COURT OF APPEALS

DECISION

DATED AND FILED

 

March 6, 2007

 

A. John Voelker

Acting Clerk of Court of Appeals

 

 

 

NOTICE

 

 

This opinion is subject to further editing.  If published, the official version will appear in the bound volume of the Official Reports. 

 

A party may file with the Supreme Court a petition to review an adverse decision by the Court of Appeals.  See Wis. Stat. § 808.10 and Rule 809.62. 

 

 

 

 

Appeal No. 

2006AP1500-CR

Cir. Ct. No.  2004CF566

STATE OF WISCONSIN   

IN COURT OF APPEALS

 

DISTRICT III

 

 

 

 

State of Wisconsin,

 

          Plaintiff-Respondent,

 

     v.

 

Joseph P. LaPere,

 

          Defendant-Appellant.

 

 

 

 

            APPEAL from a judgment of the circuit court for Brown County:  john d. mcKAY, Judge.  Affirmed. 

            Before Cane, C.J., Hoover, P.J., and Peterson, J.   

1        PER CURIAM.   Joseph P. LaPere appeals a judgment convicting him of two counts of burglary on his no contest pleas.  He argues that the trial court should have suppressed evidence derived from the initial police intrusion into his home and that he was denied his right to a speedy trial.  We reject these arguments and affirm the judgment. 

2        Police officers initially entered LaPere’s home at the invitation of Dolores Couillard, who represented herself as a co-tenant.  LaPere argues that Couillard lacked authority to consent to a search because she had moved out five days before she consented to the search, her belongings had been removed, her keys had been returned to LaPere, her name did not appear on the lease and she did not pay rent or bills.  That argument fails for two reasons.  First, it relies on a misstatement of facts.  Second, the officers reasonably relied on Couillard’s apparent authority to consent to the search. 

3        Some of Couillard’s possessions were still in the house at the time she invited the police to search the residence.  LaPere acknowledged that fact when he testified that he instructed Couillard not to pick up her remaining belongings if he was not present.  In addition, at the time Couillard invited the officers to search the residence, she had keys. 

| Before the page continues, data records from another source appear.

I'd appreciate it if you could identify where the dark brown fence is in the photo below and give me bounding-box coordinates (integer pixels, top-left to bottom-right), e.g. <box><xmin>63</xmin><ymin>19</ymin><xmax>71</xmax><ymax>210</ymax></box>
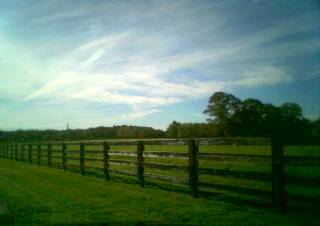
<box><xmin>0</xmin><ymin>138</ymin><xmax>320</xmax><ymax>212</ymax></box>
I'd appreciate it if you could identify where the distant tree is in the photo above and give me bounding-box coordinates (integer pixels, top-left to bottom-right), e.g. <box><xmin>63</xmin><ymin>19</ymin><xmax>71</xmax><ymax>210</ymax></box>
<box><xmin>204</xmin><ymin>92</ymin><xmax>317</xmax><ymax>137</ymax></box>
<box><xmin>203</xmin><ymin>92</ymin><xmax>242</xmax><ymax>136</ymax></box>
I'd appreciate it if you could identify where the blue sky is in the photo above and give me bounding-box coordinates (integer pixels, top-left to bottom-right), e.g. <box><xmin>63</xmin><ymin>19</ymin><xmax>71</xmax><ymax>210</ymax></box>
<box><xmin>0</xmin><ymin>0</ymin><xmax>320</xmax><ymax>129</ymax></box>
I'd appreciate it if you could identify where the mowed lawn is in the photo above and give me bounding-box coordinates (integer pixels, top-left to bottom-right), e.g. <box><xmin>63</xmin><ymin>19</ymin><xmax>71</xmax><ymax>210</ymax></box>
<box><xmin>0</xmin><ymin>158</ymin><xmax>320</xmax><ymax>225</ymax></box>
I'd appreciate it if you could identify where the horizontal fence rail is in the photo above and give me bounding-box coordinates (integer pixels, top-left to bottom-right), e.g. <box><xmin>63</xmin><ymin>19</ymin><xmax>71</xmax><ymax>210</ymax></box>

4        Considering the totality of the circumstances, Couillard had apparent authority to consent to the search.  See State v. Tomlinson, 2002 WI 91, ¶31, 254 Wis. 2d 502, 648 N.W.2d 367.  The validity of the consent must be judged against an objective standard:  “Would the facts available to the officer at the moment warrant a man of reasonable caution in the belief that the consenting party had authority over the premises?”  Illinois v. Rodriguez, 497 U.S. 177, 188 (1990).  The police had contact with Couillard at the residence five days before the initial intrusion when they were dispatched to check on her welfare.  Five days later, Couillard went to the police station and informed officers that LaPere possessed stolen property in the house.  She indicated she had been living in the home with LaPere for approximately one year with her children and left the residence because she was afraid for her family’s safety.  The police ascertained that Couillard continued to maintain personal items in the home and still possessed keys.  Under these circumstances, a reasonable person would have believed Couillard had common authority over the premises and could validly consent to a search. 

5        LaPere’s argument that he was denied his speedy trial right also fails for two reasons.  First, the issue was waived by his no contest pleas.  See Hatcher v. State, 83 Wis. 2d 559, 563, 266 N.W.2d 320 (1978).  Second, his argument confuses his constitutional speedy trial right with a more restrictive statutory right set out in Wis. Stat. § 971.10 (2005-06).  The remedy for violating his statutory right is release from custody pending trial.  That remedy is not available at this time.  Therefore, the issue is moot. 

6        Considering the length of the delay, the reasons for the delay and LaPere’s inability to identify any actual prejudice, he has not established any constitutional speedy trial violation.  See Barker v. Wingo, 407 U.S. 514, 530 (1972).  LaPere entered no contest pleas less than one year after he was charged.  That delay was not presumptively prejudicial.  LaPere argues that he was prejudiced by the delay because he could not locate two witnesses and some business records were lost.  He did not establish that these witnesses and documents would have supported any defense to these charges or that they would have been available at an earlier date.  The delay was caused in part by a second set of charges brought four months after these charges were filed.  The defense joined in the State’s request to adjourn proceedings in anticipation that the two sets of charges would proceed together.  One month later, LaPere’s counsel withdrew and the court had to appoint replacement counsel and grant a continuance to allow counsel to familiarize himself with the cases.  Under these circumstances, LaPere’s constitutional speedy trial right was not violated.

            By the Court.—Judgment affirmed.

            This opinion will not be published.  See Wis. Stat. Rule 809.23(1)(b)5 (2005-06).